Members of the coalition worry that provisions in the assented bill might stifle the rights of small holder farmers in the country.
This much was said at a press briefing in Lagos, Wednesday, convened by Corporate Accountability and Public Participation Africa (CAPPA), Health of Mother Earth Foundation (HOMEF), We the People and Environmental Rights Action- Friends of the Earth Nigeria (ERA/FoEN)
HOMEF, a member of the coalition had in May raised alarm over the passage of the PVP Bill by the Senate, saying that the bill spells disaster for the agriculture and farming systems in the country.

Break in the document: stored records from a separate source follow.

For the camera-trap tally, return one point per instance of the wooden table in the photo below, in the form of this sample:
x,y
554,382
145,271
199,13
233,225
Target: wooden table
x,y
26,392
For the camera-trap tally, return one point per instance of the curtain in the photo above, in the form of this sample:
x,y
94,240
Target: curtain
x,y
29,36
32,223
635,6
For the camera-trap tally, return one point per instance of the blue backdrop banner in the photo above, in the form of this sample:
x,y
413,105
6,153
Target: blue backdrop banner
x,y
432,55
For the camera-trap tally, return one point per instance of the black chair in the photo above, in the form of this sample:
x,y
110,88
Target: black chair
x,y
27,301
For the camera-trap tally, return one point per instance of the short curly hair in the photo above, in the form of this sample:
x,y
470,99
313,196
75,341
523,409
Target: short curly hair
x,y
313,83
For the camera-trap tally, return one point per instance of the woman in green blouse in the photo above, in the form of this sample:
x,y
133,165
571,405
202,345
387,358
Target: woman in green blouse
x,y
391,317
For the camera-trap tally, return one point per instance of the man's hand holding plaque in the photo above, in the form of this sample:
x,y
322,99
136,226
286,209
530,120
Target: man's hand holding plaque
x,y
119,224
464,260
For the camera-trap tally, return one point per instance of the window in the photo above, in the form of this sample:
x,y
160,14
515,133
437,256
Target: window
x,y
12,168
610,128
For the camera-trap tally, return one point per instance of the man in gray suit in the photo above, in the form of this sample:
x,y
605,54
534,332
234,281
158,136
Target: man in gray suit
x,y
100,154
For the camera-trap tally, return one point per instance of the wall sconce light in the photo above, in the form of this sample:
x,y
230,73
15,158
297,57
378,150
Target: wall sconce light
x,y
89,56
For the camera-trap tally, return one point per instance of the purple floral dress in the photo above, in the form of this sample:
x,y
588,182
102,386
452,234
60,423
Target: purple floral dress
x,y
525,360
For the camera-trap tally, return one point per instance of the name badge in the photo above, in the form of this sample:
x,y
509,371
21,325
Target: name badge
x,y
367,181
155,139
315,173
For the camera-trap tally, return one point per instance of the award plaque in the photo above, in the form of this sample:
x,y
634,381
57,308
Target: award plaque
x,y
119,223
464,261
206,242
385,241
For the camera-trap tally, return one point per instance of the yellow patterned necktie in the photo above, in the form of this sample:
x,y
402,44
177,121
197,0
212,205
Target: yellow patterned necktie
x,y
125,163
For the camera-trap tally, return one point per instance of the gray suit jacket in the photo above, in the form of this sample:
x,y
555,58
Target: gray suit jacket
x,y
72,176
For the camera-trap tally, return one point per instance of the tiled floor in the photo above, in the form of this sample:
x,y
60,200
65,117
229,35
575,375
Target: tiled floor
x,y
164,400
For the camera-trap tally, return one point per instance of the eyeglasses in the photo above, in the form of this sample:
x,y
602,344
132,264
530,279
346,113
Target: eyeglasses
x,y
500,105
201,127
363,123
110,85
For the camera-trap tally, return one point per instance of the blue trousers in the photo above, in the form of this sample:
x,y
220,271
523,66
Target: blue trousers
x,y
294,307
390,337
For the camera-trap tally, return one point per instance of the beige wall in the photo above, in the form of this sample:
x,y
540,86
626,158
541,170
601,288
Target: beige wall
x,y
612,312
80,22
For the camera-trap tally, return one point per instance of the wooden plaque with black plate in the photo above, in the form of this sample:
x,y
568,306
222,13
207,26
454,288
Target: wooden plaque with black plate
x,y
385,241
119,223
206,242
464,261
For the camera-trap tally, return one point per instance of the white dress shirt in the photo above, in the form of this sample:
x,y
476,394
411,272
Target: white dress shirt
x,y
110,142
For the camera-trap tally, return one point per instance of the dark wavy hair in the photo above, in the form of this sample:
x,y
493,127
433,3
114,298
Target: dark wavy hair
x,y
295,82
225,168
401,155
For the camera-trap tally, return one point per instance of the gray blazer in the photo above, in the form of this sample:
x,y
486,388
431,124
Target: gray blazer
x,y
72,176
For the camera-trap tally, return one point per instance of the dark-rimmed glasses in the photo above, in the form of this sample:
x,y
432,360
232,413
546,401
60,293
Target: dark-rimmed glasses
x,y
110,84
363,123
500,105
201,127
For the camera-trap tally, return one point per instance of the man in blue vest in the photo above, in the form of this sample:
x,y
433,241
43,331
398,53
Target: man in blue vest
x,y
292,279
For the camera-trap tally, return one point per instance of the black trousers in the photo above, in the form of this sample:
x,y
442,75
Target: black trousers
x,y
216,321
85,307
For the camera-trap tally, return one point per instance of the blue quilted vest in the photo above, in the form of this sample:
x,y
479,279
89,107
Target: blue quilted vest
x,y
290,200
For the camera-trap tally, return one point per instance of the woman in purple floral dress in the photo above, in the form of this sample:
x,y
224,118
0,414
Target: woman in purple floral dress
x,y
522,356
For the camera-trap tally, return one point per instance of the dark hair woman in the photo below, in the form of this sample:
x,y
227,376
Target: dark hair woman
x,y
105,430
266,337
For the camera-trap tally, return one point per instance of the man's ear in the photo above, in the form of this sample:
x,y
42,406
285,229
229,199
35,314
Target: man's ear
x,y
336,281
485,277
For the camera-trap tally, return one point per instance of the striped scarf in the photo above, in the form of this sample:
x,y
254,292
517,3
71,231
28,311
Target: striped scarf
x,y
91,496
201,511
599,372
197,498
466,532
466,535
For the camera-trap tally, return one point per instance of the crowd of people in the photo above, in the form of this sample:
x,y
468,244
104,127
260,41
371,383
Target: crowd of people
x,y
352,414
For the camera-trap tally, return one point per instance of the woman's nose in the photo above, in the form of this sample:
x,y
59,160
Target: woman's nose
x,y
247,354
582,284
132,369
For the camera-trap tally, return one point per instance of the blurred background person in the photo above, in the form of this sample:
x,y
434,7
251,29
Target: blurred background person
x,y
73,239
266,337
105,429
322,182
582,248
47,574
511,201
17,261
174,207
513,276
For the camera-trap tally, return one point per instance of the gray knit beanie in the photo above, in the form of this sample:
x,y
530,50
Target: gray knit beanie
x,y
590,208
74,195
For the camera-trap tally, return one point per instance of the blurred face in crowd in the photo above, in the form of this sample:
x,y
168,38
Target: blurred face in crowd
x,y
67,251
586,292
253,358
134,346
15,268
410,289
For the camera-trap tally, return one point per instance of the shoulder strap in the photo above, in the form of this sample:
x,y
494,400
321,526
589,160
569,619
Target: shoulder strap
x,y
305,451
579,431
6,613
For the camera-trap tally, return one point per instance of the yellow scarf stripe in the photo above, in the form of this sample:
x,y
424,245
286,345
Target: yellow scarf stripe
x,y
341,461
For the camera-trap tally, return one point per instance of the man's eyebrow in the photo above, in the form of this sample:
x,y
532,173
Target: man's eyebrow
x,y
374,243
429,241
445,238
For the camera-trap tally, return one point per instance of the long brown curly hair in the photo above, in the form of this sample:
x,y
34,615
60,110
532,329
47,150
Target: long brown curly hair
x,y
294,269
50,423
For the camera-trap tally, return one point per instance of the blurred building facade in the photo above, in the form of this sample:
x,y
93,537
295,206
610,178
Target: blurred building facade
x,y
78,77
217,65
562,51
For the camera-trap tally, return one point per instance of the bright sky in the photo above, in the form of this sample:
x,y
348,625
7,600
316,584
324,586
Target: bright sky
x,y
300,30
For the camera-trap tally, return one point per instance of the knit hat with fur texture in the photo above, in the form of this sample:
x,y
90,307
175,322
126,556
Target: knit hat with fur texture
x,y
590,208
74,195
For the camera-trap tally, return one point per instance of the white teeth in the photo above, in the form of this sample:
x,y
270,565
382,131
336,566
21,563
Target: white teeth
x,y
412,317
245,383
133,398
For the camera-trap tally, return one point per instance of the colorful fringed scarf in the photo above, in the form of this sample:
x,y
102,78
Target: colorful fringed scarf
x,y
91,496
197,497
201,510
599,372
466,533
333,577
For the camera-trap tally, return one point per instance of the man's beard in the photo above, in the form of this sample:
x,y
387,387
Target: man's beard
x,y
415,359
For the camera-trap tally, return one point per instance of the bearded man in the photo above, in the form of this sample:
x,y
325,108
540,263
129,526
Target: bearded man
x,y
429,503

HOMEF Programme Manager, Ms. Joyce Brown said: “Although the proponents of the bill insist that genetically modified organisms (GMOs) will not creep into the food system as part of the new plants varieties, there are provisions in it which highlights the contrary. For example Clause 9 establishes a PVP Advisory Committee which includes known GMO promoters such as the National Biotechnology Development Agency (NABDA) and the biosafety regulatory agency, NBMA. The bill makes no space for civil society representation and none for smallholder farmers except where it mentions “the registered farmers’ association.” which suggests that the registered farmers’ association is already known to the drafters of the Bill.”
The PVP bill which was passed into law by the Senate on March 3 seeks to protect seed breeders and farmers in the country by giving them intellectual property over a new plant variety with exclusive rights to commercialise seed.

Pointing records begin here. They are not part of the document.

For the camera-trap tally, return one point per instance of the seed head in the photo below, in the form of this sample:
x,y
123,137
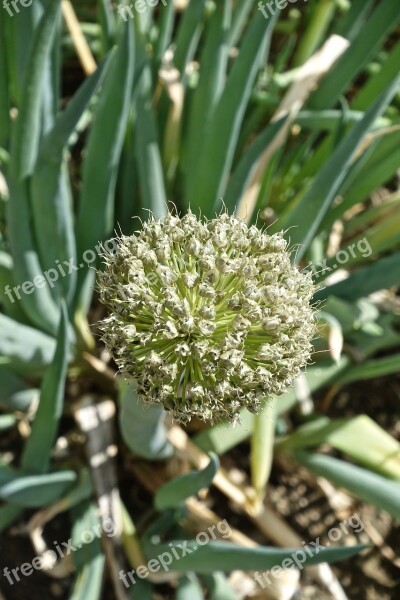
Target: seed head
x,y
207,316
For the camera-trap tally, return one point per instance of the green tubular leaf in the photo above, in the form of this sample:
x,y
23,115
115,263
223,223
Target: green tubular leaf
x,y
5,120
37,303
89,559
147,140
95,216
165,31
371,370
243,172
227,557
378,168
7,422
213,65
353,20
10,306
8,514
219,588
178,490
307,216
14,392
380,275
142,427
189,588
51,196
108,24
188,34
224,125
20,33
371,90
262,446
33,491
365,485
36,454
143,589
222,437
364,47
27,350
27,132
329,120
241,13
321,15
382,454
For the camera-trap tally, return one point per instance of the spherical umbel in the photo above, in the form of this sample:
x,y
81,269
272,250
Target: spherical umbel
x,y
207,316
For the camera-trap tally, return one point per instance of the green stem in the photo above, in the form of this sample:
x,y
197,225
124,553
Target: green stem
x,y
315,32
262,447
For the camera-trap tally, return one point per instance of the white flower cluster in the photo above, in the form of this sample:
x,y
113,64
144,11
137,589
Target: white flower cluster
x,y
208,317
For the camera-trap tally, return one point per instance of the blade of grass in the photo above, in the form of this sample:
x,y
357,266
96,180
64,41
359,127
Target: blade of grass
x,y
305,219
225,123
95,215
364,47
369,487
36,454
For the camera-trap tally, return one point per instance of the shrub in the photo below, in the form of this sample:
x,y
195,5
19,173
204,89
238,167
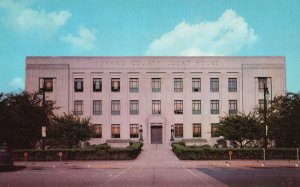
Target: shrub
x,y
99,152
206,153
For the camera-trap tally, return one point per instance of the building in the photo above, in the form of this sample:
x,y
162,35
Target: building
x,y
156,94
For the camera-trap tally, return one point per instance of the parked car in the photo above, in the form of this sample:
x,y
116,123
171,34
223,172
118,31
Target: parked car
x,y
6,157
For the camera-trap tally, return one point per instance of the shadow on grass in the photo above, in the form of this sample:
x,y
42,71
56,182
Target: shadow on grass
x,y
11,168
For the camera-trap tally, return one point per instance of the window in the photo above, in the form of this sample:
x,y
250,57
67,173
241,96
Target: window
x,y
214,129
46,84
178,107
232,84
214,84
115,131
134,107
178,130
97,85
261,82
97,107
261,104
196,130
196,104
134,85
134,130
78,85
156,84
115,107
196,84
178,85
232,106
97,131
214,106
156,107
78,107
115,85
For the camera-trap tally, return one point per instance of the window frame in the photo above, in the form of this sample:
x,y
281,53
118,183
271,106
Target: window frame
x,y
133,85
178,106
196,84
115,85
115,107
214,107
97,107
178,84
78,82
134,107
197,133
214,84
196,104
178,130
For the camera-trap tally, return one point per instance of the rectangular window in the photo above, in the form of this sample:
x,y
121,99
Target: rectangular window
x,y
97,85
134,130
178,107
196,84
156,107
97,131
134,85
214,107
178,130
78,107
115,85
214,84
178,85
156,84
46,84
134,107
196,130
196,104
214,129
261,104
115,131
261,82
78,84
115,107
232,84
232,106
97,107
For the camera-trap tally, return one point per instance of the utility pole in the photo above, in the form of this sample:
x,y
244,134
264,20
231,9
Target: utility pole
x,y
266,91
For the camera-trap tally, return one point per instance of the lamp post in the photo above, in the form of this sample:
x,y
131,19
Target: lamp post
x,y
41,96
172,133
141,134
266,91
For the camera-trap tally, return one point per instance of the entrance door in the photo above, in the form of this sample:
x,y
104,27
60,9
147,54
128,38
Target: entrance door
x,y
156,134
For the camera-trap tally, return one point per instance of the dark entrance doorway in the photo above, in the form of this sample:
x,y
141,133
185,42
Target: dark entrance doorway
x,y
156,134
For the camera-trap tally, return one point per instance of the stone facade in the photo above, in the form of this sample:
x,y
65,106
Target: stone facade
x,y
124,94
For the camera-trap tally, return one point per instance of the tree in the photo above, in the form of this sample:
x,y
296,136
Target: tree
x,y
22,116
284,120
68,130
240,129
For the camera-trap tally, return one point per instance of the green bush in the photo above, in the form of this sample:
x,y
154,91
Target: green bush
x,y
100,152
206,153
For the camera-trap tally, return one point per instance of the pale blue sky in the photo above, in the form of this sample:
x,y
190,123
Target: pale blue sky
x,y
147,27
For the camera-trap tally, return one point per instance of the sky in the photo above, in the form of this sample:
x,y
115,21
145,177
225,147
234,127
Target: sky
x,y
147,28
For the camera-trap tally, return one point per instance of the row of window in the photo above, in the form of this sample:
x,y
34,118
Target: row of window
x,y
47,83
156,107
134,130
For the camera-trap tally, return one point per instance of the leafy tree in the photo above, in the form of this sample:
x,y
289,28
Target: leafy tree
x,y
22,116
240,129
284,120
68,131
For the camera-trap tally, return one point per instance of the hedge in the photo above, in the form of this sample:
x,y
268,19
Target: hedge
x,y
102,152
198,153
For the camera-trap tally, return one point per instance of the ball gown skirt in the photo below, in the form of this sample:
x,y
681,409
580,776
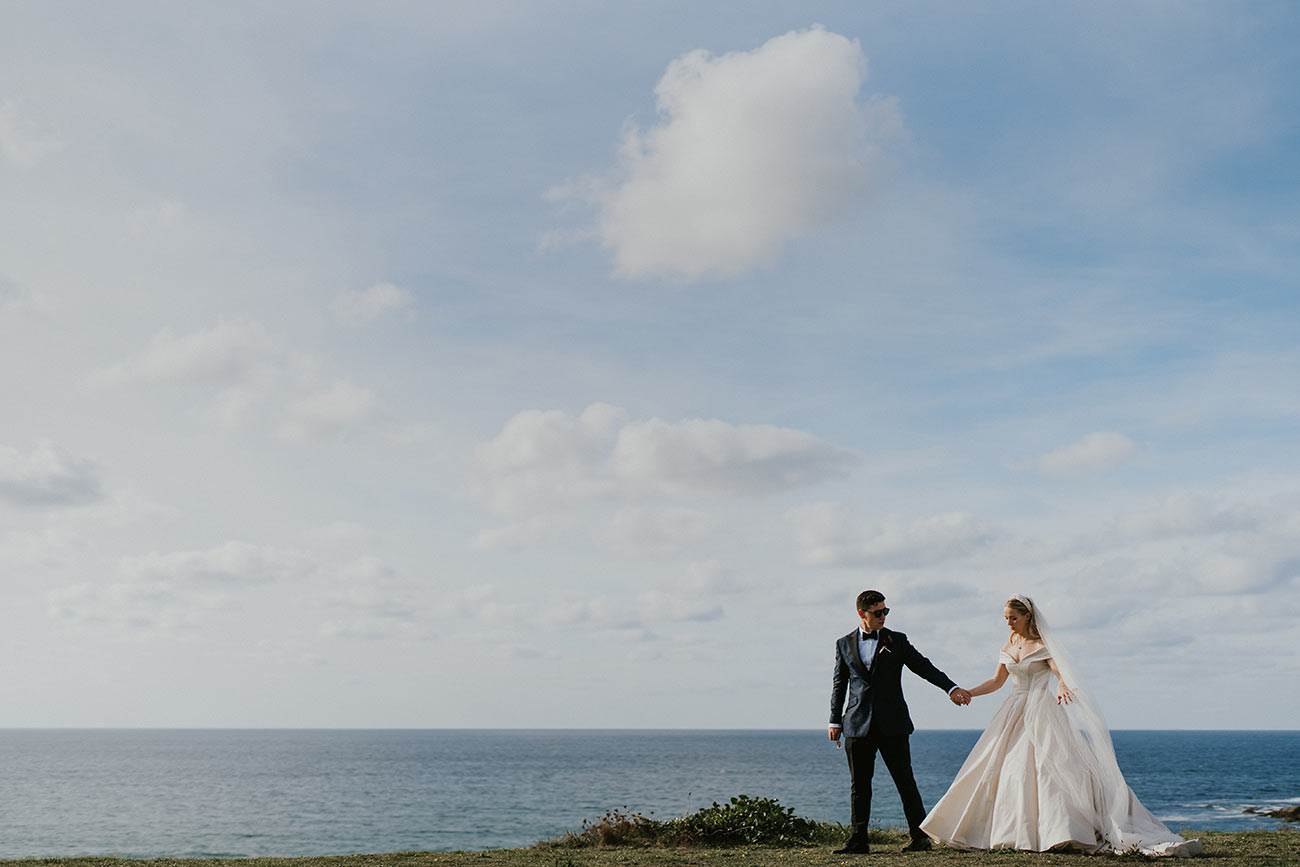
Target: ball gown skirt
x,y
1031,783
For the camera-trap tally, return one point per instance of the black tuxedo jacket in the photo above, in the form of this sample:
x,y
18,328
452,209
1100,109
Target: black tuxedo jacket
x,y
874,686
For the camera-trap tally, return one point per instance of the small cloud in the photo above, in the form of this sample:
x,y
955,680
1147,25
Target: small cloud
x,y
338,411
546,456
20,141
1097,451
11,294
701,454
658,529
828,534
511,537
365,306
48,476
753,150
226,352
710,577
225,564
1186,514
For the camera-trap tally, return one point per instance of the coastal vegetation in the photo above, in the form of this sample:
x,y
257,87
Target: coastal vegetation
x,y
1222,849
745,832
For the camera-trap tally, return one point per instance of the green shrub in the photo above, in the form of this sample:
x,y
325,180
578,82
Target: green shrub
x,y
744,820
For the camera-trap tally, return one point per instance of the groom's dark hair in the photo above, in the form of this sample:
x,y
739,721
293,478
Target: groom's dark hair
x,y
869,598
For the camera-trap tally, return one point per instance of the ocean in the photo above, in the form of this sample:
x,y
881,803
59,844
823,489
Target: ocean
x,y
259,793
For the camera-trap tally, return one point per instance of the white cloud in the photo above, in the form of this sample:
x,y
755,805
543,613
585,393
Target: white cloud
x,y
545,456
1099,450
511,537
336,412
659,529
20,141
226,352
47,476
710,577
1186,514
354,308
232,563
753,150
828,534
11,295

President Buhari had in May signed the PVP 2021 into law, saying that the bill will create a window for the protection of plant varieties in Nigeria.
However, the coalition decried the provisions of the bill, noting that the bill was hurriedly developed and assented to.
HOMEF in its report released in April had revealed that a market survey conducted between 2018 to 2020 showed that about 30 products with genetically modified ingredients or made from genetic engineering are selling in Nigeria without being approved or authorized.
Citing one of the products, the coalition stated that a genetically modified Cowpea (beans) is currently being distributed to Nigerian farmers.
According to the coalition, beans which will be distributed to up to 8 million Nigerian farmers contains a (Cry1Ab) gene which was developed by Monsanto/Bayer and has been shown to have toxic effects on human liver cells.
However, the coalition recommended that “the National Biosafety Management Agency (NBMA) Act 2015 and as amended in 2019 should be urgently reviewed to close the existing gaps and to ensure it protects the interests of the Nigerian people.”
It also recommended that “permits already granted for importation and use of GMOs in Nigeria should be withdrawn to avert the intended and unintended implications for our health, environment and economy.”